Overview
CLLT specializes in developing computational resources and tools for Modern Greek and its dialectal varieties. Our work addresses the critical gap in NLP resources for Greek, which remains significantly under-resourced compared to major European languages.
We focus on creating high-quality datasets, benchmarks, and models that capture the linguistic richness of Greek, including its standard form and regional dialects.

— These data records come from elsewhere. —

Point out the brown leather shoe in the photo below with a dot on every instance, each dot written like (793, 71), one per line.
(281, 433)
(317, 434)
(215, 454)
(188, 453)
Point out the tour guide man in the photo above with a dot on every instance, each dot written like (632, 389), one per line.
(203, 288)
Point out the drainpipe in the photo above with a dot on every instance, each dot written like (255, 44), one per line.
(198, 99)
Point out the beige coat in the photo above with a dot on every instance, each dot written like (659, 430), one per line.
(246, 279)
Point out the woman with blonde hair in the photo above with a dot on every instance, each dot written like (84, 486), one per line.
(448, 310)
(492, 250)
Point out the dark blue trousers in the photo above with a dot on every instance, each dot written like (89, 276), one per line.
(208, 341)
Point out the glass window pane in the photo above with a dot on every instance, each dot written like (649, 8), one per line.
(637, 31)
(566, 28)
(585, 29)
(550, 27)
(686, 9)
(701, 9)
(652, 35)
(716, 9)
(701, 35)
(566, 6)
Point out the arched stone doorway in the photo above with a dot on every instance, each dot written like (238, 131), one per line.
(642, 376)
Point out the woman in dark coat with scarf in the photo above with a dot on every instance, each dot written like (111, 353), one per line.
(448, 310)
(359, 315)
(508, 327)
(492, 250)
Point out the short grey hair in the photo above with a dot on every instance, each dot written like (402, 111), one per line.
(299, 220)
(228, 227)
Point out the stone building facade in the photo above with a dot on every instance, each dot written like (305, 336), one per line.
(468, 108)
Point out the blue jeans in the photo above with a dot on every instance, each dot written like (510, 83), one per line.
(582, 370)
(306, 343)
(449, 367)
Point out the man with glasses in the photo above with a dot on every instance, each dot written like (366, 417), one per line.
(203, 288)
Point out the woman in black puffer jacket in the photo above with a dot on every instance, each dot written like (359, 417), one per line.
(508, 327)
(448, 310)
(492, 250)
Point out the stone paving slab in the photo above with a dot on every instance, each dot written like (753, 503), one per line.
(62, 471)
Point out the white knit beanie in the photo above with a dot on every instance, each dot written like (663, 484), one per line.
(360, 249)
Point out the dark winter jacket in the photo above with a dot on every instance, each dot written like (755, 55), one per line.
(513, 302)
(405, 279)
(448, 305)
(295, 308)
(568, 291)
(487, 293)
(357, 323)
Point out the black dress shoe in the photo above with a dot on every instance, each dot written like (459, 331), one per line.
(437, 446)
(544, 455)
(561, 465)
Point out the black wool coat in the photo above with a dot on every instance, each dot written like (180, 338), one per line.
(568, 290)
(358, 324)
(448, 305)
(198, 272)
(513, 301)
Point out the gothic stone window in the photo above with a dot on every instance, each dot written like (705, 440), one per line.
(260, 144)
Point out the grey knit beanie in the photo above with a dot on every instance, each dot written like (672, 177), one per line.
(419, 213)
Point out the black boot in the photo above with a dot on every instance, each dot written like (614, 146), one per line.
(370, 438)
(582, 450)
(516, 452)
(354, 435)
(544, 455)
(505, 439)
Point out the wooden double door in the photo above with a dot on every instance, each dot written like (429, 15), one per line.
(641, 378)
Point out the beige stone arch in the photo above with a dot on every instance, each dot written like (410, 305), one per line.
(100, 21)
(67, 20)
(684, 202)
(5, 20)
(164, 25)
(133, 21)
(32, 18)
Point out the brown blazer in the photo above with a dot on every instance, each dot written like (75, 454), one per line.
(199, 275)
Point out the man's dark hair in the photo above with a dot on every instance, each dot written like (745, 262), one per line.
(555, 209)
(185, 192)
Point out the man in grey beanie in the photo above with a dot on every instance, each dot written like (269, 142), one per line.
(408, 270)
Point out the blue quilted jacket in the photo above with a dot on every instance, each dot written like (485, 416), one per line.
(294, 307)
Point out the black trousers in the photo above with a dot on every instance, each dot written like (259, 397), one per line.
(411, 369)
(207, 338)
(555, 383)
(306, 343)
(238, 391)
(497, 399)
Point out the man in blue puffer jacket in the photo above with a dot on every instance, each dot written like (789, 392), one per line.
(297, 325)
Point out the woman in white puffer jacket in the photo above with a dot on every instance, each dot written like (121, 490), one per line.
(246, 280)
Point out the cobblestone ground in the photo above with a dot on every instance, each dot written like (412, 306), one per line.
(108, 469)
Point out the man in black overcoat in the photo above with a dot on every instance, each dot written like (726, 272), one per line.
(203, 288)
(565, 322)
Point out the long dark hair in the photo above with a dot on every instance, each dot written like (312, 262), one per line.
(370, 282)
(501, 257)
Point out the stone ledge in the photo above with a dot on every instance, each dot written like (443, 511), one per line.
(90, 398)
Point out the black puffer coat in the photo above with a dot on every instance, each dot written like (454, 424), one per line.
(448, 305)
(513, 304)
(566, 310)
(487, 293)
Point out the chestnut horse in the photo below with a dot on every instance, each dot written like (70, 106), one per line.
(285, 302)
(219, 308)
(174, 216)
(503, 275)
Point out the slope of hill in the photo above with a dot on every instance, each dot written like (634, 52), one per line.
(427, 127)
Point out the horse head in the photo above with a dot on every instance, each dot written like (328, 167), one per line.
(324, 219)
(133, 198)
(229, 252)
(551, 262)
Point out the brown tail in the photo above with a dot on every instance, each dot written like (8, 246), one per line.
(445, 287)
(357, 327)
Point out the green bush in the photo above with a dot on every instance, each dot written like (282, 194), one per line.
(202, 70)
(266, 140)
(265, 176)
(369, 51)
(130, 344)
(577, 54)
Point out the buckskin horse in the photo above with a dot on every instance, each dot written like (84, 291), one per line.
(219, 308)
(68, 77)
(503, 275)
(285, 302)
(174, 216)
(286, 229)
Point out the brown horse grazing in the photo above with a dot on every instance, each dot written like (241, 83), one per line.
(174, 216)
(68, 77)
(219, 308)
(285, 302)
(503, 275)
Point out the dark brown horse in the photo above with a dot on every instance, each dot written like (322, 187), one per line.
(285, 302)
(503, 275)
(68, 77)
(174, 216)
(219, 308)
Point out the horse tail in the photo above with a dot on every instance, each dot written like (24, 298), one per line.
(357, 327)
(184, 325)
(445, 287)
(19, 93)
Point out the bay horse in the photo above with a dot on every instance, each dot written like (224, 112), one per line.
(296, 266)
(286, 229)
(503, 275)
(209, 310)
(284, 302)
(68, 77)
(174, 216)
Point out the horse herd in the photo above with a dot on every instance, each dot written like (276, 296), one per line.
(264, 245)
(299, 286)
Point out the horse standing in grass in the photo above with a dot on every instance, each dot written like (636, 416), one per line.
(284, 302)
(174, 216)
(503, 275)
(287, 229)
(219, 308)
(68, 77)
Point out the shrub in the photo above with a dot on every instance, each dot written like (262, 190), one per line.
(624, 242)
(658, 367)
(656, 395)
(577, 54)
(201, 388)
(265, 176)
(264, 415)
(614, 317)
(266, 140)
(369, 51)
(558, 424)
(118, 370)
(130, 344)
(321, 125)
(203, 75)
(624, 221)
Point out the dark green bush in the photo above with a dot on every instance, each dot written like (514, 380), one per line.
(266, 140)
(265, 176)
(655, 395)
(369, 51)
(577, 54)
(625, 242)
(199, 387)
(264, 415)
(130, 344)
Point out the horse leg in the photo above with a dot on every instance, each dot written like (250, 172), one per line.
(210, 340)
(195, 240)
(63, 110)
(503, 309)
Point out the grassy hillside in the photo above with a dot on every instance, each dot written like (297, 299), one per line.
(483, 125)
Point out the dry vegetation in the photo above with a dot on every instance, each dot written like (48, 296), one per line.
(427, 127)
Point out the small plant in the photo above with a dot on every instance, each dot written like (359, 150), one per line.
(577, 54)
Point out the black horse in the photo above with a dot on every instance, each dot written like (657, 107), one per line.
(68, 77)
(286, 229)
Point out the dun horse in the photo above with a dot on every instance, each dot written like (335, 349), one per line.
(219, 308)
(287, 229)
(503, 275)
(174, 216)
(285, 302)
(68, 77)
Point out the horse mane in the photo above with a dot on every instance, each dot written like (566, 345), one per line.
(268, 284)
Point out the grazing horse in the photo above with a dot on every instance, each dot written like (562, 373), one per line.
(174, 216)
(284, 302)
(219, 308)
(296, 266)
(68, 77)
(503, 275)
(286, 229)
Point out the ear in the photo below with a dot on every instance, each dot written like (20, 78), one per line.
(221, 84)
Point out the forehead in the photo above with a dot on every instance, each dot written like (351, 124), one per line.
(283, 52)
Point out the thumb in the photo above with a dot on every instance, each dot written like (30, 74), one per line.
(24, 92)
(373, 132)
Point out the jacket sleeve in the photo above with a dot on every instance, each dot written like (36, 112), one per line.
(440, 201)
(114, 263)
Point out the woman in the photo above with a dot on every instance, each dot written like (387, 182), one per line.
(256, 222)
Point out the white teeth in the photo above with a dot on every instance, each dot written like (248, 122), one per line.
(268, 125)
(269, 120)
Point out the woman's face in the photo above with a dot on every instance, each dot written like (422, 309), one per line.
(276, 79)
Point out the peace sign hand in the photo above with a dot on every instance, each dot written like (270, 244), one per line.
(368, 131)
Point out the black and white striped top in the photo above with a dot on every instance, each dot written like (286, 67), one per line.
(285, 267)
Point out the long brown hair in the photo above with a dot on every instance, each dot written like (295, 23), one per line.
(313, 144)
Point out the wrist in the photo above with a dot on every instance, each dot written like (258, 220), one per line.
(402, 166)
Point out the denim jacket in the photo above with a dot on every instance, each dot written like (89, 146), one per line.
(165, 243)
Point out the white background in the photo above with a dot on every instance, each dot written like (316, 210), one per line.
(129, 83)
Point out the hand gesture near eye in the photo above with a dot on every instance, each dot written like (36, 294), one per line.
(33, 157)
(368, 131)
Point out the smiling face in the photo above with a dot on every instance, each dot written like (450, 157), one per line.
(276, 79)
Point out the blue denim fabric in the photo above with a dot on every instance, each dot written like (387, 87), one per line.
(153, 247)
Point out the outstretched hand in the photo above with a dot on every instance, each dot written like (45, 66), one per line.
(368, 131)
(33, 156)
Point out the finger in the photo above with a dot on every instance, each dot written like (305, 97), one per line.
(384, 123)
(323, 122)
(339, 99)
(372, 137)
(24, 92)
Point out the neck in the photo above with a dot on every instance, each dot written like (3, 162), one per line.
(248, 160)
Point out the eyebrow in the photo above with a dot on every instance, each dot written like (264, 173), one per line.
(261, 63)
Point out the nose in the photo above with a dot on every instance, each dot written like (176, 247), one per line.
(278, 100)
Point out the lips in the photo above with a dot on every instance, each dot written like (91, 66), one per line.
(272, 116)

Greek Regional Dialects Dataset (GRDD)
GRDD & GRDD+
The Greek Regional Dialects Dataset (GRDD) is a comprehensive corpus covering four major dialectal varieties of Greek: Cypriot, Pontic, Cretan, and Northern Greek. This resource enables NLP research on low-resource language varieties.
Key Features:
- Multi-dialectal coverage
- Fine-tuning experiments across multiple model architectures
- Publicly available for research
Dialectal Llama-krikri
Specialized for Cypriot, Cretan, Pontic and Northern Varieties
Cretan Dialect
Fine-tuned model for Cretan Greek
Cypriot Dialect
Specialized model for Cypriot Greek
Northern Greek Dialect
Model trained on Northern Greek varieties
Pontic Dialect
Model for Pontic Greek
OYXOY Benchmark
OYXOY is a modern NLP test suite for Modern Greek, featuring expert-verified evaluation tasks for natural language inference, word sense disambiguation, and metaphor detection.
Innovation: First finer-grained and multi-label NLI dataset for Greek, and the first dataset to use a traditional resource to automatically extract information and construct polysemy and metaphor datasets.